Moloto's term as ANC Provincial Chairperson expired at the party's provincial conference in Thohoyandou in July 2008, and his bid for re-election was hotly contested. The run-up to the conference was marked by incidents of political violence, leading to several arrests. The week before the conference, the Mail & Guardian reported that Moloto appeared to be in the lead, having outperformed his challenger – outgoing Provincial Secretary Mathale, backed by the ANC Youth League – during the nominations stage. However, at the conference, Mathale beat Moloto comfortably, receiving 587 votes to Moloto's 357. Pro-Zuma candidates were also elected to the other top leadership positions.

After Moloto lost the ANC chairmanship, and amid sustained political pressure, he was frequently linked to the Congress of the People (COPE), an ANC breakaway party that had been formed after the Polokwane conference by Sam Shilowa, Mosiuoa Lekota, and other pro-Mbeki ANC members.

==== Defection to COPE ====
On 3 March 2009, the ANC announced that Moloto had resigned from the premiership and provincial legislature. The party said that it "wishe[d] him good luck in his new endeavour". Newspapers immediately reported that Moloto had agreed to stand as COPE's candidate for Premier in the 2009 general election. COPE's elections chief, Mlungisi Hlongwane, said the same. However, Moloto refused to confirm the rumours, saying that his resignation was not effective until his successor was elected and that "If I confirm that, it will mean that COPE has a premier in South Africa. [Yet] COPE has never contested any elections".

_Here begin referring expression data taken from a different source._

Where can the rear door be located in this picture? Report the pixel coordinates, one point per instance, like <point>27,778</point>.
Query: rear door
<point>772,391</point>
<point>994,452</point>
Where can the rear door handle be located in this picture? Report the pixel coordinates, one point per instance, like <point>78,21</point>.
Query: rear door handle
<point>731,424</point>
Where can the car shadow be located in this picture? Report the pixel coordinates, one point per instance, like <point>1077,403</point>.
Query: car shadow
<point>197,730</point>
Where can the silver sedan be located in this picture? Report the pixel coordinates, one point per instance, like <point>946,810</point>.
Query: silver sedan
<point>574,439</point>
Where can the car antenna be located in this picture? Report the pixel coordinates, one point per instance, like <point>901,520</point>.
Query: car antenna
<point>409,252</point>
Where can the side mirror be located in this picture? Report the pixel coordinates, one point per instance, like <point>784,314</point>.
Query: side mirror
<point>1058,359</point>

Later on 3 March, the Limpopo Executive Council convened and appointed Mathale to replace Moloto as acting Premier. It was subsequently confirmed that Moloto had left the ANC to join COPE and that he would stand as the new party's Premier candidate in the upcoming elections.

=== Return to the Provincial Legislature: 2009–2011 ===
In the 2009 general election, COPE became the official opposition in the Limpopo Provincial Legislature, winning four seats, but it did not come close to unseating the ANC from the provincial government. It was initially reported that, with the premiership out of reach, Moloto would decline to serve in the provincial legislature and would instead be sent to COPE's caucus in the national Parliament; according to these reports, becoming an ordinary Member of the Provincial Legislature would be perceived as a demotion for a former premier. However, he was sworn in to the provincial legislature, where he served as Leader of the Opposition. During this period, he also served as Provincial Chairperson of COPE's Limpopo branch.

In April 2011, COPE announced that Moloto had resigned from the party and therefore from his legislative seat. It was rumoured that he had lost interest in the party due to the ongoing factional battles between its co-founders, Lekota and Shilowa. His COPE deputy, Solly Mkhatshwa, succeeded him as the party's acting Provincial Chairperson.

== Diplomatic career ==
Although COPE initially suggested that Moloto was leaving the party to rejoin the ANC, he did not do so. Instead, announcing his resignation from COPE, he also announced his exit from frontline politics and his decision to accept appointment as South African High Commissioner to Mozambique. City Press reported that he had been offered the post in a deal brokered by ANC Deputy President Kgalema Motlanthe after over a year of secret talks.

Moloto presented his credentials as ambassador in Maputo in September 2011. He later served as Ambassador to Finland, High Commissioner to Lesotho, and, most recently, Ambassador to Switzerland.

== Personal life ==
Moloto is Christian. He was married to Ramokone Moloto, who was a teacher by profession; they had three daughters. She was diagnosed with liver cancer in 2006 and died on 24 July 2009.